Here are some interesting statistics from the article:
That last statistic is frightening to me. Financial ignorance is so high in our country that we still believe that a house is an asset and a sure way to build wealth. It's not.
Your house is a liability
Since the lesson still hasn't sunk in for many Americans, I'll repeat here: Your house is not an asset. It's a liability. Very simply, an asset is something that puts money in your pocket. A liability is something that takes money out of your pocket. The reason people are confused and think that a home is an asset is because from the 1970's through the early 2000's they were able to pull money out of their house in the form of loans, like a real estate ATM.
As The New York Times article states: "The wealth generated by housing in those decades, particularly on the coasts, did more than assure the owners a comfortable retirement. It powered the economy, paying for the education of children and grandchildren, keeping the cruise ships and golf courses full and the restaurants humming."
The problem is that wealth wasn't generated. Only debt. People didn't sell their homes to pay for things like college educations and vacations; they borrowed against them. In the process they bought into the illusion that they were tapping an asset when in reality they were growing a liability by taking on more and more bad debt.
It's amazing to me that people still think their house will gain value given the true statistics about the housing market. The reality is that the housing market will take decades to regain value—and may fall in value in the short term—and most gains will only be keeping up with inflation. Buying a home and counting on it to be your retirement is financial ignorance and recklessness at its worst.

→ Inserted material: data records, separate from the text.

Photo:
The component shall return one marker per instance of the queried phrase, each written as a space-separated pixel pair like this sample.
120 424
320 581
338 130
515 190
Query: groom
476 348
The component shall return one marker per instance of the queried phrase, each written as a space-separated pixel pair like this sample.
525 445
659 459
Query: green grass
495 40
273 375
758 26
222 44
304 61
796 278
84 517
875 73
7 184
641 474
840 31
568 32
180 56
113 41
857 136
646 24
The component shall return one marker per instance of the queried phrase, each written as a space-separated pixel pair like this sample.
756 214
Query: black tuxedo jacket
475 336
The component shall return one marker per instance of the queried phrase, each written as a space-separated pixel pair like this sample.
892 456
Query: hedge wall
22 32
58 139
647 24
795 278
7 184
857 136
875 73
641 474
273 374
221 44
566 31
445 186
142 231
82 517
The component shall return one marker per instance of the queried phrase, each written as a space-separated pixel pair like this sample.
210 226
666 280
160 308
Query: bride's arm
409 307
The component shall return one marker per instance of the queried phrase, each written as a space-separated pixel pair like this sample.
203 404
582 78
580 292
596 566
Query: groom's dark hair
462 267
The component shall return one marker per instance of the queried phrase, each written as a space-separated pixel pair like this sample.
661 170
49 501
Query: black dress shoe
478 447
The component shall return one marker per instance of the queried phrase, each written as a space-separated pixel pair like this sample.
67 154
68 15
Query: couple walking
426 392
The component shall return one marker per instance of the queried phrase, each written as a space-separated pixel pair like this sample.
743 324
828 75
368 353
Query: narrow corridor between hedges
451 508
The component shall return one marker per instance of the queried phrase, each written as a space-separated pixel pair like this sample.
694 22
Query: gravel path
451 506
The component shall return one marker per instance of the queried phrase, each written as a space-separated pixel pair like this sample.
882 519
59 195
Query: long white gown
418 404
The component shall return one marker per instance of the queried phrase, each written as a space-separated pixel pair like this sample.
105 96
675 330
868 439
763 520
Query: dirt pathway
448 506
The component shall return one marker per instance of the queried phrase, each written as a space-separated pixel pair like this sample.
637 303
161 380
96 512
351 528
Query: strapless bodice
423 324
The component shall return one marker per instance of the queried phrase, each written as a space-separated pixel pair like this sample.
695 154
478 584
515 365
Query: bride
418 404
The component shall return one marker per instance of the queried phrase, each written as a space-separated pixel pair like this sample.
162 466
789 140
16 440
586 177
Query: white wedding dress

How a house can be an asset
Despite the fact that housing prices may never actually recover in real terms, I'm buying. This may sound contradictory, but it's not. As you may have guessed, I'm buying investment properties that cash flow.
To me it only matters if a little property appreciates in price. I care only whether it provides cash flow every month. And while investing for cash flow won't provide the home-run returns that speculators saw in the early 2000's, it's the only sure way to build wealth and assure a secure retirement in terms of real estate investing.
For many, the fact that housing prices might drop again is a bad thing. For me it is exciting. It means that more deals will be out there for great properties that bring in money every month in the form of rent. As I've said before, we're experiencing the greatest wealth transfer in history. If you're smart with your money, wise in your looking for deals, and ready to make a move, you can find great investments at bargain prices.
The key is to make your money on the buy, not the sell. What I mean by that is that by doing proper due diligence you can find deals that will provide substantial cash flow for years to come. By doing so you don't have to worry about the price of your asset. If it goes up, that's a bonus. If it doesn't, you still have a great property that puts money in your pocket every month.
Your house is not an asset. But a house can be an asset—if it cash flows.